3

I've got a problem querying a table which has rows with a parent/child relationship. When working up a simplified example, I realized that the stackexchange schema is very similar.

So imagine I'm querying the stackoverflow posts table via stackexchange data explorer. I am trying to get a subset of all posts and their associated answers.

See https://data.stackexchange.com/stackoverflow/query/121981/a-subset-of-questions-and-associated-answers for sample queries.

The subset of posts is defined in a view, which has a fairly complex and expensive query plan. In the below example it has been simplified to simply select the top two rows.

The first way, using a union:

with ExpensiveView as (select top 2 ID from Posts order by ID)

select Posts.*
from ExpensiveView
left outer join Posts
  ON ExpensiveView.Id = Posts.Id 
  
union all

select Posts.*
from ExpensiveView
left outer join Posts
  ON ExpensiveView.Id = Posts.ParentId

I'd quite like to avoid this way, since ExpensiveView is evaluated twice. Obviously not a problem for the simplified version above, but causes issues for one more complex.

The second way, using a single select with a conditional join clause:

with ExpensiveView as (select top 2 ID from Posts order by ID)

select Posts.*
from ExpensiveView
left outer join Posts
  ON ExpensiveView.Id = Posts.Id or ExpensiveView.Id = Posts.ParentId

This avoids ExpensiveView being evaluated twice, but causes a ridiculously large clustered index scan. It seems to be scanning the entire index per ID in ExpensiveView (so 2 * 14977623 = ~30 million rows). This is very slow.

Two questions

Why does the conditional join in the second query result in such a large index scan?

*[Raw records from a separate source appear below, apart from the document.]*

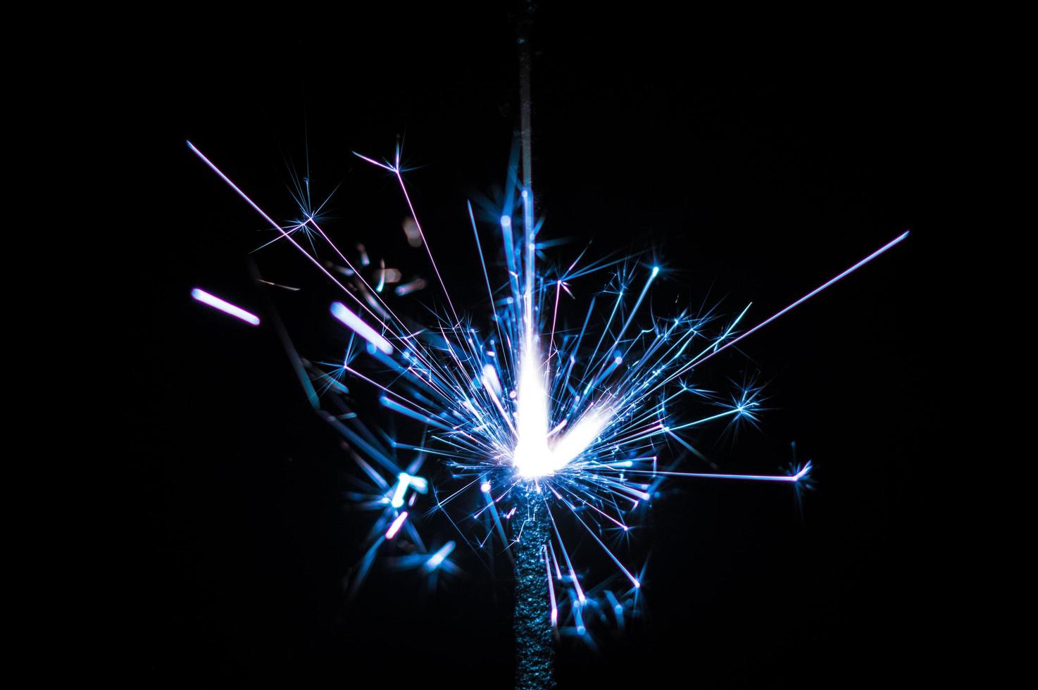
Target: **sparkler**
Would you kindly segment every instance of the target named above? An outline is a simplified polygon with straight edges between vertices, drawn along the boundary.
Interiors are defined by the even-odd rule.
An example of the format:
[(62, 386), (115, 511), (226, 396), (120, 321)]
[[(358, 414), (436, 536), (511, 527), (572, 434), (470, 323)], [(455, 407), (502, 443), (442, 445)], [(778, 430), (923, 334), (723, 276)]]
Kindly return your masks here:
[[(528, 110), (524, 114), (528, 117)], [(637, 602), (641, 572), (608, 542), (627, 534), (637, 509), (652, 501), (662, 481), (719, 478), (797, 487), (809, 476), (810, 463), (773, 475), (675, 469), (666, 444), (675, 442), (703, 458), (690, 434), (711, 424), (754, 422), (762, 411), (761, 389), (755, 385), (738, 386), (729, 397), (694, 385), (703, 366), (876, 259), (908, 232), (750, 328), (743, 329), (749, 306), (729, 322), (713, 310), (656, 316), (646, 305), (663, 272), (659, 266), (640, 267), (631, 257), (584, 261), (583, 253), (565, 268), (544, 259), (544, 266), (538, 265), (549, 243), (540, 239), (542, 222), (535, 214), (527, 117), (522, 169), (513, 160), (509, 170), (511, 192), (488, 214), (490, 222), (481, 217), (482, 230), (468, 206), (491, 307), (485, 330), (463, 316), (447, 292), (430, 242), (440, 238), (430, 238), (418, 220), (399, 148), (392, 161), (356, 155), (394, 178), (410, 212), (408, 243), (425, 249), (434, 276), (429, 283), (446, 302), (444, 312), (420, 327), (403, 314), (401, 300), (426, 286), (425, 279), (386, 292), (385, 264), (376, 267), (363, 248), (358, 260), (351, 261), (308, 201), (301, 204), (301, 219), (279, 224), (201, 150), (190, 142), (188, 146), (269, 225), (274, 237), (265, 246), (301, 252), (342, 289), (343, 301), (331, 304), (330, 313), (350, 334), (344, 360), (311, 363), (286, 349), (297, 370), (305, 371), (302, 380), (311, 402), (317, 398), (313, 387), (321, 389), (323, 418), (343, 435), (368, 482), (353, 498), (378, 515), (353, 586), (370, 573), (381, 550), (405, 535), (414, 549), (397, 564), (430, 577), (455, 572), (450, 556), (456, 543), (427, 547), (415, 524), (432, 515), (445, 516), (475, 552), (503, 552), (514, 562), (517, 684), (551, 687), (552, 637), (585, 635), (592, 616), (622, 627)], [(496, 286), (481, 240), (487, 225), (499, 237), (503, 254), (506, 272)], [(322, 261), (318, 245), (327, 247), (335, 261)], [(586, 308), (576, 318), (561, 309), (563, 294), (577, 299), (575, 292), (596, 274), (608, 278), (591, 294)], [(399, 281), (400, 272), (391, 277)], [(200, 289), (192, 295), (260, 323)], [(350, 403), (348, 379), (373, 387), (383, 408), (416, 422), (422, 429), (420, 441), (376, 433), (371, 415), (358, 413)], [(690, 408), (699, 408), (699, 414), (679, 415)], [(411, 461), (405, 465), (403, 457)], [(445, 478), (425, 469), (429, 459), (446, 468)], [(432, 499), (425, 514), (416, 505), (421, 495), (424, 504)], [(581, 530), (601, 550), (616, 567), (621, 586), (590, 586), (574, 562), (572, 544), (564, 539), (564, 522), (566, 529)]]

Is there any way I can get the results I am looking for without ExpensiveView being evaluated more than once?

Community
  • 1
  • 1
John
  • 1,502
  • 2
  • 13
  • 40
  • 4
    Regarding your `OR` question see [Is having an 'OR' in an INNER JOIN condition a bad idea?](http://stackoverflow.com/questions/5901791/is-having-an-or-in-an-inner-join-condition-a-bad-idea/5901901#5901901). Any reason why you can't materialize `ExpensiveView` into a `#temp` table? – Martin Smith Jun 26 '13 at 14:24
  • The linked answer says that when using an or in a join clause, then the join cannot be merge or hash and as such will be a loop join - Implying that the loop join is the cause of the large table scan. But if I remove one of the join clauses then the loop join remains, it is just doesn't do the large scan. – John Jun 26 '13 at 15:27
  • Regarding using a temp table, I'm a little concerned about the overheads involved. This is a query which would be running reasonably frequently (up to a few times per second). – John Jun 26 '13 at 15:32
  • 1
    Also `ExpensiveView.Id IN (Posts.Id, Posts.ParentId)` cannot be satisfied by an index seek on `Posts`. In principle it could do two index seeks on `Posts.Id` and then on `Posts.ParentId` then remove any duplicate rows that matched both seeks though I'm not sure SQL Server will ever give that plan in practice. (Does occur to me you could probably simulate something similar with `OUTER APPLY` though) – Martin Smith Jun 26 '13 at 15:33
  • 1
    How does this perform against your data? `with ExpensiveView as (select top 2 ID from Posts order by ID) select Posts.* from ExpensiveView OUTER APPLY (SELECT * FROM Posts WHERE Id = ExpensiveView.Id UNION SELECT * FROM Posts WHERE ParentId = ExpensiveView.Id) Posts` – Martin Smith Jun 26 '13 at 15:37
  • That does perform slightly better, thanks. Your previous comment gave me the inspiration to tweak it a little bit. The union within the outer apply isn't needed - a single select with a 'or' in the where clause generates a plan with two separate index seeks. `with ExpensiveView as (select top 2 ID from Posts order by ID) select Posts.* from ExpensiveView OUTER APPLY (SELECT * FROM Posts WHERE Id = ExpensiveView.Id or ParentId = ExpensiveView.Id) Posts`. Many thanks for the help. – John Jun 26 '13 at 15:47

1 Answers1

0

try this

with
ExpensiveView as (select top 2 ID from Posts order by ID),
CTE_Posts as (
    select *, NP.Id as New_Post_ID
    from Posts as P
        outer apply (select P.Id union all select P.ParentId) as NP
)
select
    P.*
from ExpensiveView as E
    left outer join CTE_Posts as P on P.New_Post_ID = E.ID
Roman Pekar
  • 107,110
  • 28
  • 195
  • 197